During uncertain times, even a small security breach can be enough to ruin your company’s reputation. This is why improving these metrics helps you become more resilient.

Finally, establish a reliable reporting system to ensure that your system is ironclad. First, you need to set some ground rules, like how often this report is needed and what you should put on this report. Then, you must add some contextual requirements (point out the data you need every time). Lastly, you need to know who the report is for. This will set the terminology used.

5.   Security awareness and training

Without data, there’s no training program.

Most cyber breaches happen because of the lack of awareness of your team. So, you need to enhance their training to prevent this from happening, but you usually don’t have to start from the bottom. This means that your first step needs to be establishing the baseline. This way, you’ll develop an understanding of their current knowledge level. This will help you devise a plan/curriculum.
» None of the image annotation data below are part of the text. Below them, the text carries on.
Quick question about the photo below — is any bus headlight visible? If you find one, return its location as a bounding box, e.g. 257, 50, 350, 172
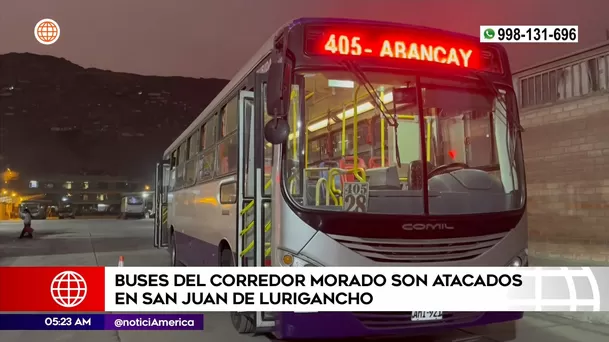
506, 248, 529, 267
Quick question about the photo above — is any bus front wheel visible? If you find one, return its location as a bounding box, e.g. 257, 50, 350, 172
220, 248, 256, 334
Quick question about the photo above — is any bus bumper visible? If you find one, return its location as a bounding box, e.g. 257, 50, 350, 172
275, 312, 523, 339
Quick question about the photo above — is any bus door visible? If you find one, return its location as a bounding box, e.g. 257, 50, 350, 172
154, 160, 169, 248
236, 74, 275, 332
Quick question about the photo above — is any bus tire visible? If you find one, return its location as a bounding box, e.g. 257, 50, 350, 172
220, 248, 256, 334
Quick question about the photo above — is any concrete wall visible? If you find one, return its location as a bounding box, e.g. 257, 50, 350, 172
521, 93, 609, 244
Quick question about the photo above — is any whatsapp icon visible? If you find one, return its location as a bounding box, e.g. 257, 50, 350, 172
484, 29, 495, 39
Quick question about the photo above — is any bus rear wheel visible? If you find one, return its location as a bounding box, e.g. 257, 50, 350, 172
220, 248, 256, 334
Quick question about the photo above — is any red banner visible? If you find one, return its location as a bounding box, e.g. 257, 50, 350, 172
0, 267, 105, 312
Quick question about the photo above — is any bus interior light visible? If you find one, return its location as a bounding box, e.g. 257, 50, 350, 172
307, 93, 393, 132
328, 80, 355, 88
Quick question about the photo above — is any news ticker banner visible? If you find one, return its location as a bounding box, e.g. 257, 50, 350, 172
0, 314, 203, 330
0, 267, 609, 312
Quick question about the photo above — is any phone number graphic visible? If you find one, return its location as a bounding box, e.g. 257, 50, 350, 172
0, 314, 203, 330
480, 25, 579, 43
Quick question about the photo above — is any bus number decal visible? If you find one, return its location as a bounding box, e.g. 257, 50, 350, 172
343, 182, 370, 213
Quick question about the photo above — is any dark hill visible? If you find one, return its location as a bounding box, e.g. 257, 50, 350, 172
0, 53, 228, 176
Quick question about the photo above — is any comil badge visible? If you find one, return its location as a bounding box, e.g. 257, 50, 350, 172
34, 19, 61, 45
51, 271, 87, 308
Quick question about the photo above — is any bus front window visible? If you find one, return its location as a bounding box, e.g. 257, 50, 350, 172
283, 71, 524, 215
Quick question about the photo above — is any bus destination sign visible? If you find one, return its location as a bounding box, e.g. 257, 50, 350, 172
305, 26, 501, 72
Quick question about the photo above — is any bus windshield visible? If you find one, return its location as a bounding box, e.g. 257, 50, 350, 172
283, 71, 525, 215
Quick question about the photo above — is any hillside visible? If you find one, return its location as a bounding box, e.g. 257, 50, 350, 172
0, 53, 228, 177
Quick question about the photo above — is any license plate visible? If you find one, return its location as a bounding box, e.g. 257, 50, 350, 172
411, 311, 442, 321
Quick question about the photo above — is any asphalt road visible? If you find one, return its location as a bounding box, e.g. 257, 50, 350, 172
0, 219, 609, 342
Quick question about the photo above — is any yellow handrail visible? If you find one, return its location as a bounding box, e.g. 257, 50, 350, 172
379, 91, 385, 167
290, 89, 298, 160
315, 178, 338, 206
239, 179, 272, 257
354, 85, 361, 165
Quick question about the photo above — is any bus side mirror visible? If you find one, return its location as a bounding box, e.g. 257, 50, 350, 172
264, 62, 291, 145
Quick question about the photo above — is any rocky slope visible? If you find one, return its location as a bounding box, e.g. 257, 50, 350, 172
0, 53, 228, 177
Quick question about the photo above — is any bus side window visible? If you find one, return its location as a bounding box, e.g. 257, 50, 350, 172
176, 141, 188, 187
217, 97, 239, 176
169, 149, 178, 190
200, 114, 218, 151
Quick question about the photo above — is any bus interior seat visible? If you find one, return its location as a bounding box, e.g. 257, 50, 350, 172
220, 156, 230, 173
339, 156, 366, 183
319, 160, 341, 203
408, 160, 433, 190
368, 157, 389, 169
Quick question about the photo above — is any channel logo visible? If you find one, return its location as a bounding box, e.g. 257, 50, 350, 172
51, 271, 87, 308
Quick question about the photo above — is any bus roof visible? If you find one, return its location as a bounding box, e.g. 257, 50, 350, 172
163, 17, 506, 156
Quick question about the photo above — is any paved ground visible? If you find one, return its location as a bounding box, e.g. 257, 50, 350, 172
0, 219, 609, 342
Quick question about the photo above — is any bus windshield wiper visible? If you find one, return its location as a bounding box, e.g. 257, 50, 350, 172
342, 60, 402, 168
475, 73, 524, 133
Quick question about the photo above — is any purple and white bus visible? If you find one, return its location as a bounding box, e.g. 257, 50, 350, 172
155, 18, 528, 339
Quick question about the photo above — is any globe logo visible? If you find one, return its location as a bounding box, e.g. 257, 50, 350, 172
51, 271, 87, 308
34, 19, 61, 45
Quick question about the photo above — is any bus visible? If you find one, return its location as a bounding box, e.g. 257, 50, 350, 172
19, 200, 53, 220
154, 18, 528, 339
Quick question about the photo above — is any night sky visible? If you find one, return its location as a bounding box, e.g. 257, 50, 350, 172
0, 0, 609, 78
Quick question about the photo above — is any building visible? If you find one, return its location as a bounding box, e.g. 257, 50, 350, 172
7, 175, 150, 215
514, 42, 609, 251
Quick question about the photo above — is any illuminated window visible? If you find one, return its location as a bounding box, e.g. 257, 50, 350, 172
201, 115, 218, 150
220, 97, 238, 138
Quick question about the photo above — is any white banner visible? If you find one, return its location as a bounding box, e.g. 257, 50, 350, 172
105, 267, 609, 312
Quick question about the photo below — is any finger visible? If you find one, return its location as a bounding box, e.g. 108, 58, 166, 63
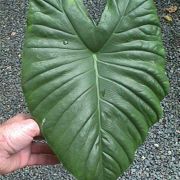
34, 134, 44, 140
4, 113, 31, 125
27, 154, 59, 166
31, 143, 54, 154
2, 119, 40, 154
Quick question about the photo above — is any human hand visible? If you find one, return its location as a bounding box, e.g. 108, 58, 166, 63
0, 114, 58, 174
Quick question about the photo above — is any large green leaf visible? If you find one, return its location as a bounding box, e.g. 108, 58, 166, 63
22, 0, 168, 180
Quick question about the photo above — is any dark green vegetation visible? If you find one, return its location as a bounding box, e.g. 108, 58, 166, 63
23, 0, 168, 180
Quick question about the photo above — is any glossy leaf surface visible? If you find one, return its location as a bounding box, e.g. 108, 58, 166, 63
22, 0, 168, 180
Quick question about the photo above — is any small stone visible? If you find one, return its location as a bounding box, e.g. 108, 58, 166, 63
168, 151, 172, 155
141, 156, 146, 161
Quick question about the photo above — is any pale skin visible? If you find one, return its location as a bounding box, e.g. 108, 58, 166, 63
0, 114, 59, 175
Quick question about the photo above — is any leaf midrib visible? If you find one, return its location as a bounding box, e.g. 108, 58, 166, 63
63, 3, 106, 176
92, 53, 104, 177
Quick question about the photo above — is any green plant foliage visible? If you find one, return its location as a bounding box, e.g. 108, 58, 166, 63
22, 0, 169, 180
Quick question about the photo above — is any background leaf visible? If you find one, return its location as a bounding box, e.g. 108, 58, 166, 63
22, 0, 168, 180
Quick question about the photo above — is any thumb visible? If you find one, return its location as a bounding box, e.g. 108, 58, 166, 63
2, 119, 40, 154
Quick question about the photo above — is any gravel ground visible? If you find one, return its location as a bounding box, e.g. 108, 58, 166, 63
0, 0, 180, 180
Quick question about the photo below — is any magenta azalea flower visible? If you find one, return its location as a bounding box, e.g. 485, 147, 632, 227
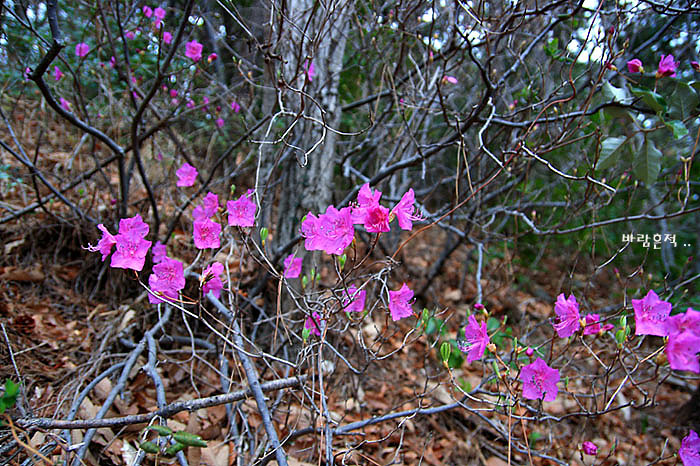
552, 293, 581, 338
340, 285, 367, 312
148, 257, 185, 304
175, 162, 197, 187
153, 7, 165, 28
389, 283, 413, 322
226, 189, 256, 227
583, 442, 598, 456
304, 311, 325, 337
627, 58, 644, 73
632, 290, 671, 337
391, 188, 423, 231
75, 42, 90, 58
192, 218, 221, 249
656, 55, 678, 78
284, 254, 302, 278
151, 241, 168, 264
459, 316, 491, 363
202, 262, 224, 299
301, 205, 355, 255
87, 223, 117, 262
583, 314, 615, 335
519, 358, 560, 401
185, 40, 202, 62
678, 429, 700, 466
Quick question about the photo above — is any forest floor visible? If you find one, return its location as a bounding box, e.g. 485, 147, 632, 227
0, 100, 697, 466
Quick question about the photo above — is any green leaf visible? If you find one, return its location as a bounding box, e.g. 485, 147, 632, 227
173, 431, 207, 447
630, 87, 667, 114
163, 442, 185, 456
664, 120, 688, 139
595, 137, 627, 170
634, 139, 663, 185
146, 426, 173, 437
139, 442, 160, 455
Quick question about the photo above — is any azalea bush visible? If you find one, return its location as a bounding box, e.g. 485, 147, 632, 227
0, 1, 700, 466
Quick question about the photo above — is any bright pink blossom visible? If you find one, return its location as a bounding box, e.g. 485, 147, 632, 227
627, 58, 644, 73
632, 290, 671, 337
304, 311, 325, 337
192, 218, 221, 249
185, 40, 203, 62
202, 262, 224, 298
583, 441, 598, 456
153, 7, 165, 28
391, 188, 423, 231
75, 42, 90, 58
656, 55, 678, 78
519, 358, 560, 401
301, 205, 355, 256
175, 162, 197, 187
459, 316, 491, 363
340, 285, 367, 312
389, 283, 413, 322
678, 429, 700, 466
226, 189, 256, 227
148, 257, 185, 304
151, 241, 168, 264
284, 254, 302, 278
552, 293, 581, 338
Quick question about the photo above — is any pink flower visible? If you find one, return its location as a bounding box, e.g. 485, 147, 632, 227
226, 189, 256, 227
553, 293, 581, 338
678, 429, 700, 466
519, 358, 560, 401
340, 285, 367, 312
175, 162, 197, 187
304, 311, 325, 337
148, 257, 185, 304
583, 314, 615, 335
185, 40, 202, 62
61, 97, 70, 112
389, 283, 413, 322
391, 188, 423, 231
87, 223, 117, 262
202, 262, 224, 298
459, 316, 491, 363
583, 441, 598, 456
306, 60, 316, 82
632, 290, 671, 337
656, 55, 678, 78
151, 241, 168, 264
75, 42, 90, 58
301, 205, 355, 256
627, 58, 644, 73
666, 331, 700, 374
284, 254, 302, 278
192, 218, 221, 249
153, 7, 165, 28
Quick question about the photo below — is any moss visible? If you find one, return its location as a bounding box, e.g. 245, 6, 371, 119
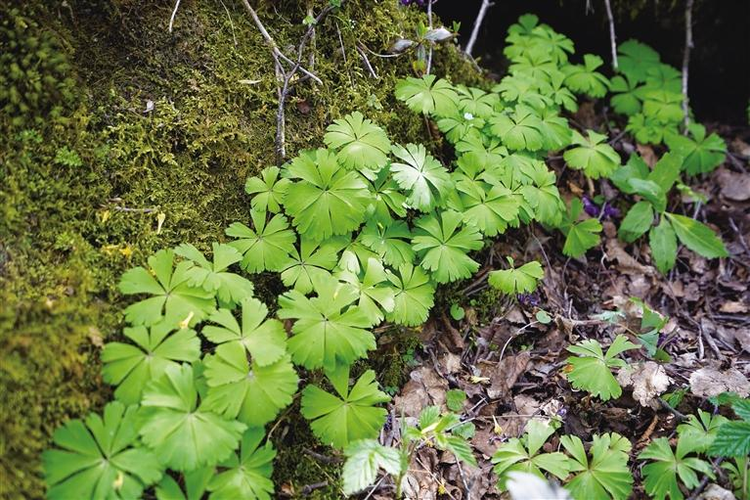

The best way to conduct training is through theoretical background coupled with some simulations. Ideally, you want to create a scenario of real phishing (a phishing simulation). To make this as effective as possible, you should extract all the available phishing data and figure out which scenario they’re most likely to encounter in their work. Even hiring a white hat hacker might be a great idea.

Next, you want to gamify this curriculum to ensure maximum immersion and focus by your team. This will help you send the message across far more effectively than if you used old-school teaching methods.

Training effectiveness evaluation is one of the things that you should never skip. Just because something sounds like a good idea doesn’t mean it is.

Finally, every training process can and should be improved over time. So, use all this training data and feedback to see which parts of the process performed admirably and which failed miserably. Continuous improvement is the name of the game.

With the right data utilization cyber space can become a much safer place

With so much crime out there, it all seemed like an uphill battle. Now, we may finally have a fighting chance with big data, ML, AI, and other tools on our side. Just remember that this is a never-ending process and that, before this is done, both parties have a long way to go and a lot of tools to improve. One thing is certain, it all hangs on data.